In the recent Alibaba double 11 carnival, my core cluster turned on this physical replication, and cluster write performance throughput increased by more than 40%.
This function I want to submit it to elastic, now I will share some of my ideas with this feature.
Do you think this function is feasible? Do you have any suggestions for this design?
a. Experienced analysis
The existing default replication architecture is a logical replication. After the primary replica index is created, you need to create the index again in the replica shard. You can try to copy the data after the primary creation of the index to the replica shard. The index can be created once, and both the primary and replica can be used. Reduced write costs, and improved write performance .
We found that Lucene's author, Michael McCandless, made a simple framework for physical replication, Lucene-replicator, in Lucene 4.x. In 2017.9, He wrote an article about lucene physical replication , this framework is based on lucene's segment copy. His opinion is that the primary and replica segments must be consistent, the primary to do merge, replica do not merge, replica will completely copy the primary segment.
We can also see from the source code and Michael's blog that the framework is most concerned with the details of the primary-replica visibility delay. This framework describes how to ensure the minimum latency of the primary-replica replication:
a.a The primary shard refresh segment, you can copy the segment of the memory to ensure the delay of the visibility of the primary and replica. The specific approach is to first pass the full amount of meta to the replica, and prepare the segment to be copied according to the meta and local segment diff. Finally, copy the diff of these segments.
a.b The primary merge comes out with a large segment, and the primary merge thread is kept through the block, and the big segment is not in the segment_x file until the large segment copy to replica , and the large segment information is written into the segment_x. This will affect the delay of segment replication (there is already a large file already exists, you do not need to spend time copying again)

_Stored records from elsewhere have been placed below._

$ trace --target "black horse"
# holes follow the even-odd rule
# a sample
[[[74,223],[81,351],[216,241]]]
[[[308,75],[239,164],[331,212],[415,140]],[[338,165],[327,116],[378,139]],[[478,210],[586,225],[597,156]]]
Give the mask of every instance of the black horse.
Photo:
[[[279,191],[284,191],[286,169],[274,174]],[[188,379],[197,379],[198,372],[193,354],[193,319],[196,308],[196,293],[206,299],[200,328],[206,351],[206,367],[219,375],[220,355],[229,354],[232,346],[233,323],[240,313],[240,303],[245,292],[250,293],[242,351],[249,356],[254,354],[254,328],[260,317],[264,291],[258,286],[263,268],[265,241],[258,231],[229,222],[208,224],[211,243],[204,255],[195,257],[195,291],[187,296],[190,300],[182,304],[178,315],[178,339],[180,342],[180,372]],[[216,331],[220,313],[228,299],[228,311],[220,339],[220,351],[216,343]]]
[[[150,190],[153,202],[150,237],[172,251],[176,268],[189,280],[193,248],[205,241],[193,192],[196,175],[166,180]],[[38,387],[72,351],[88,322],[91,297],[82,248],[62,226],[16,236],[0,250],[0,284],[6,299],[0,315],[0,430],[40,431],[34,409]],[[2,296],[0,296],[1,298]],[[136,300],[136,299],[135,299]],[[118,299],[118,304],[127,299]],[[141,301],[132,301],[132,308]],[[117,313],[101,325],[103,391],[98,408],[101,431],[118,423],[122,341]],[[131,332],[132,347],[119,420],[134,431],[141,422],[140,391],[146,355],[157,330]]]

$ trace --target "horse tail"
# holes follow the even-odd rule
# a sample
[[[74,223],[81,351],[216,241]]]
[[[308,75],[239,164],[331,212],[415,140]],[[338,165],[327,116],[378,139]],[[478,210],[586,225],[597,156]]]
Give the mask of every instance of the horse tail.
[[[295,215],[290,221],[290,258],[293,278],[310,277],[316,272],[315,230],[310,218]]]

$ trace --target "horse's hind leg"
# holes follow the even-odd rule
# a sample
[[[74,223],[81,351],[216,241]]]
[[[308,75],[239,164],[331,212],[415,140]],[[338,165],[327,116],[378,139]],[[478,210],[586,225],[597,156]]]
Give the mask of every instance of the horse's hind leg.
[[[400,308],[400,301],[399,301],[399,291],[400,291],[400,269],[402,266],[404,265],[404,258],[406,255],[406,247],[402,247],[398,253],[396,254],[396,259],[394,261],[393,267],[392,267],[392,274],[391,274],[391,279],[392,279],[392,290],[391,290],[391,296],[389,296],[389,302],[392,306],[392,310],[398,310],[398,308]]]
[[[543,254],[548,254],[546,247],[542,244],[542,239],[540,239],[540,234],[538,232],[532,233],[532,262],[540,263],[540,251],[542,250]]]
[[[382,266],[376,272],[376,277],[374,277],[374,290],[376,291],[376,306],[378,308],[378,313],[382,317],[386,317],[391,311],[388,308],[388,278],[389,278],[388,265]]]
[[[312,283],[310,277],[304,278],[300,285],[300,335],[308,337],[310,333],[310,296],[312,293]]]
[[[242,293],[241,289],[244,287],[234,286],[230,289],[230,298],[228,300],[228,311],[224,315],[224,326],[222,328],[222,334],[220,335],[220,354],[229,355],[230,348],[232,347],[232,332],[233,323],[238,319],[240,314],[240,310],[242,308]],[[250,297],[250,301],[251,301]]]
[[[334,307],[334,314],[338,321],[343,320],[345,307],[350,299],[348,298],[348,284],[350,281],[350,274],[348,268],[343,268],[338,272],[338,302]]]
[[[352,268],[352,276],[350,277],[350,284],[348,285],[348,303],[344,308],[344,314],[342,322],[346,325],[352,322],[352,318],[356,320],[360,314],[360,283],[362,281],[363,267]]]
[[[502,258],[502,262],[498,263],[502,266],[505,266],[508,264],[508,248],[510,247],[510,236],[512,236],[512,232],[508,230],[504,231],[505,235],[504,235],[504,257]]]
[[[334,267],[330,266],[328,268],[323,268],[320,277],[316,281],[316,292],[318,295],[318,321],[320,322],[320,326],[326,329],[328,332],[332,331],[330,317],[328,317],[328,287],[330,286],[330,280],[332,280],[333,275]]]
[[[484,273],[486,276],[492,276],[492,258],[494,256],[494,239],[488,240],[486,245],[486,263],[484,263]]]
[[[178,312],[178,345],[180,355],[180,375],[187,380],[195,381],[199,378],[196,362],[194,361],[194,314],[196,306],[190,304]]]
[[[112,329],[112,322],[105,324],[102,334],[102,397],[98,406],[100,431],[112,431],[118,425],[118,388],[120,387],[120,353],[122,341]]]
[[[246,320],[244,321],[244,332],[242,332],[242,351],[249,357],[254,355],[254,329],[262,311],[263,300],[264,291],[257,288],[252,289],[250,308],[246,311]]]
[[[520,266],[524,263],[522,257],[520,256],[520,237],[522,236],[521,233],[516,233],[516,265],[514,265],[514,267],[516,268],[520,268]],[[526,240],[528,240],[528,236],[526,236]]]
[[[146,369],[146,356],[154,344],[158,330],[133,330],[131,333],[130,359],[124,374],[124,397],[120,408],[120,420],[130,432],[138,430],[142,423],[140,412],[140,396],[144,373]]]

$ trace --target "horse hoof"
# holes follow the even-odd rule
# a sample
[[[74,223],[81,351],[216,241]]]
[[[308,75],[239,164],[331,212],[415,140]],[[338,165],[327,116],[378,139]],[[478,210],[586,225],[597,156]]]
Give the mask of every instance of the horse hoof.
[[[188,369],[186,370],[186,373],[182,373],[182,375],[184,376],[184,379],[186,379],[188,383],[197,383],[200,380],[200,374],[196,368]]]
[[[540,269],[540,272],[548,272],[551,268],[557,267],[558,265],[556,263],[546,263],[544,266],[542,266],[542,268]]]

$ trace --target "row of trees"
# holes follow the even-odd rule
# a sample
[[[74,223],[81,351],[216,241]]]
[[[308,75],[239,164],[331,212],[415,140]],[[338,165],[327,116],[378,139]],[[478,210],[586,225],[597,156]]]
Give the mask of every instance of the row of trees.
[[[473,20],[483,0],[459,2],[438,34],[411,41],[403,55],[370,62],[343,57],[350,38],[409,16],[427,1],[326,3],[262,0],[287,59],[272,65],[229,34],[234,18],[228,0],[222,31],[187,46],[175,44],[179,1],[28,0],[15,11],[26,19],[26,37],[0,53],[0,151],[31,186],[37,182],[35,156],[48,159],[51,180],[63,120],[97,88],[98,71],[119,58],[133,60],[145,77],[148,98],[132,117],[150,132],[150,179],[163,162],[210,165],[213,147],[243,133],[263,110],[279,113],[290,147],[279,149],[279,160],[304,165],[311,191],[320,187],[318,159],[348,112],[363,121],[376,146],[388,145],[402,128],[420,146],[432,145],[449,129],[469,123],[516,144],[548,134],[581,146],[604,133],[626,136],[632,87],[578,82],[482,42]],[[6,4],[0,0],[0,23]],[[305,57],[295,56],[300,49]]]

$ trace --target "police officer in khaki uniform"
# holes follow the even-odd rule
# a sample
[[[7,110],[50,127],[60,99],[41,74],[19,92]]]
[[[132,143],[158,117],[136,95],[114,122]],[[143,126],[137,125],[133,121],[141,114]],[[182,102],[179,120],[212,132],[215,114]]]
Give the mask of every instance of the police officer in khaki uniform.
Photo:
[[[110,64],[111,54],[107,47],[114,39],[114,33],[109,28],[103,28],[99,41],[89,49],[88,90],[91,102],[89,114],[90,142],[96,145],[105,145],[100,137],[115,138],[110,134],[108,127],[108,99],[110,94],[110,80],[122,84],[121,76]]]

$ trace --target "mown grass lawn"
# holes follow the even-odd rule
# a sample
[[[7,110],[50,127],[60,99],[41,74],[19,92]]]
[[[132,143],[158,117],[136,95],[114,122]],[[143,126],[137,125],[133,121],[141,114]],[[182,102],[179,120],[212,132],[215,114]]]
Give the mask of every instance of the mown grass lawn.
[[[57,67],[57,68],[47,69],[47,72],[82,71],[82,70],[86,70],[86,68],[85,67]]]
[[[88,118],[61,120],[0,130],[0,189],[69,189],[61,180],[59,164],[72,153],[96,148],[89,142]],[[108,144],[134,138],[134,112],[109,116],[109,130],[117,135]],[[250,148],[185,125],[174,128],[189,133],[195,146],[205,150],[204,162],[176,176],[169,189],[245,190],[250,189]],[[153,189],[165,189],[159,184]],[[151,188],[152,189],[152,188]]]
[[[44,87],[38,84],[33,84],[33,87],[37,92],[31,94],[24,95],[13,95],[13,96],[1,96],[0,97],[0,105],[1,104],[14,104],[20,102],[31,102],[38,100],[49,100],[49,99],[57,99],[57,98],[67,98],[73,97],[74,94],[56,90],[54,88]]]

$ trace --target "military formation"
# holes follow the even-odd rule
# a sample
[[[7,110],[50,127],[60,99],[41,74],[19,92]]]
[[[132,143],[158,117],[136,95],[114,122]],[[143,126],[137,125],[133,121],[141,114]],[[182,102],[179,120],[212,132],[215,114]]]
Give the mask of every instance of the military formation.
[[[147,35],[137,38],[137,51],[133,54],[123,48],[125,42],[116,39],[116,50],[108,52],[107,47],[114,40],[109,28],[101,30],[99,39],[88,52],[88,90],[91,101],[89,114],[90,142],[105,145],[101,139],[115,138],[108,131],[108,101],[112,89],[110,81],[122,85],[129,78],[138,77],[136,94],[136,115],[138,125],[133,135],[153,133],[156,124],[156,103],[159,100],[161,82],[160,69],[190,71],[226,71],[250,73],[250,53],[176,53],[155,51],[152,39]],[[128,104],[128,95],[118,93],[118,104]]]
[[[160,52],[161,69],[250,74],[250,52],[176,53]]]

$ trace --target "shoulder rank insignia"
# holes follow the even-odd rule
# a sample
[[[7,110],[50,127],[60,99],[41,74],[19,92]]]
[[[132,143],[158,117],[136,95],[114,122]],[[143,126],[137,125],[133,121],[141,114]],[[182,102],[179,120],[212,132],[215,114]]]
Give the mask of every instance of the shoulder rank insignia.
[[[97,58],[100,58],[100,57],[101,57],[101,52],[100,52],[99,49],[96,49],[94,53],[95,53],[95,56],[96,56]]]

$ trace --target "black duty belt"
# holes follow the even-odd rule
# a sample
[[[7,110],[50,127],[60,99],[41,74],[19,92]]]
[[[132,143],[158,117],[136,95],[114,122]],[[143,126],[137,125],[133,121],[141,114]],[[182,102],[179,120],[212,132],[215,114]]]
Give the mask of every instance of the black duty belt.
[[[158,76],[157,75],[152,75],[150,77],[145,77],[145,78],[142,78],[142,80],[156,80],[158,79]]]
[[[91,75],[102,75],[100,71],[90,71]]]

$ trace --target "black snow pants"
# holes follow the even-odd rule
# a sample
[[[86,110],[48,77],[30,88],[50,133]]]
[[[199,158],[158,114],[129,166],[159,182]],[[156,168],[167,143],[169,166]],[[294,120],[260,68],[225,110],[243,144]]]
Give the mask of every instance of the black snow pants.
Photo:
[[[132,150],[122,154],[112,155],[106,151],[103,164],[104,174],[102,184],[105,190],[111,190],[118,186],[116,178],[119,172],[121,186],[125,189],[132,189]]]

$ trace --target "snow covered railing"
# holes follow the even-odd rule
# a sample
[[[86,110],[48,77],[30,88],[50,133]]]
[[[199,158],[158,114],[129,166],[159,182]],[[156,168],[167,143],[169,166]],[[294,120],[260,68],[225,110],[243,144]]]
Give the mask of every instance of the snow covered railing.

a.c According to the above, the copy segment is divided into segment copy (real-time write) generated by refresh and segment copy (history data merge) generated by merge.
b. My job
I designed a physical replication framework for elasticsearch In my own version. I design the overall architecture from the following points:
b.a Reduce write CPU usage (boost write throughput)
The write process of the primary shard is unchanged. In order to ensure data consistency, the replica shard only needs to write translog, and no need to parse mapping and write lucene.
b.b Segment fast incremental replication ( real-time incremental segment replication)
The primary shard periodically generates a segment in the memory (through the refresh operation), and primary shard sends the full amount of meta to the replica, and obtains the segment list according to the local segment diff meta increment. After a round of copying is completed, the prepared reader is refreshed, causing the reader to load the latest segment.
Isolation of refresh segment send and merge segment send, using different thread pools for isolation.
b.c primary and replica data can be seen with low latency (merge historical segment replication)
The use of IndexReaderWarmer for segment precopy allows the primary segment to be copied to the replica shard before the primary shard reader can read the large segment. After the copy is completed, the primary merge is finally completed, so that when the primary reads the large segment. At that time, in fact, this segment already exists in the replica shard , and the time for copying this large segment is saved, which greatly reduces the delay of the visibility of the primary and replica data.
b.d keep data consistency
elasticsearch can perform primary/replica switchover when the original primary shard is abnormal. In physical replication mode, when the primary/replica switchover, the replica segment is behind the data state in the primary memory. Before switching to the primary, you need to perform fast translog replay, so that the new primary data is consistent with the state in the translog. This process requires fast and reduces the RPO time.